Eutelsat accuses Iran of jamming satellite pair amid civil unrest in country

Eutelsat has accused the Iranian state of jamming its satellites.

The operator issued a statement accusing Iran of jamming two of its satellites since September 26 in a move which is “explicitly prohibited” by International Telecommunication Union (ITU) Radio Regulations.

Eutelsat is one of the largest satellite operators in the world and provides coverage to around 7,000 TV stations across Europe, the Middle East, Asia and the Americas,

The statement said: “Since 26 September, Eutelsat has been experiencing jamming on two of its satellites. The interferences harmfully affect the transmission of several digital TV and radio channels broadcasting in Persian from outside of Iran, as well as other channels. As a result of measurements conducted with a specially designed interference detection system, Eutelsat concluded that the uplink transmissions of all these interfering carriers originated in Iran.”

It goes on to say that the company is “using all appropriate national and international procedures” and has notified the relevant authorities in the country that “the harmful jamming operations be immediately and permanently stopped.”

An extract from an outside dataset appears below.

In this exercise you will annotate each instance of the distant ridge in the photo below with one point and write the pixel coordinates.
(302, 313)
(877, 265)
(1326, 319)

Iran is currently facing a civil rights uprising amid weeks of unrest following the death of 22-year-old Mahsa Amini in Iranian police custody last month and a widespread movement against the country’s law that all women must wear the hijab. The alleged satellite jamming is likely an attempt from the state to limit communications inside and out of the country, with a number of social media apps also having been taken offline.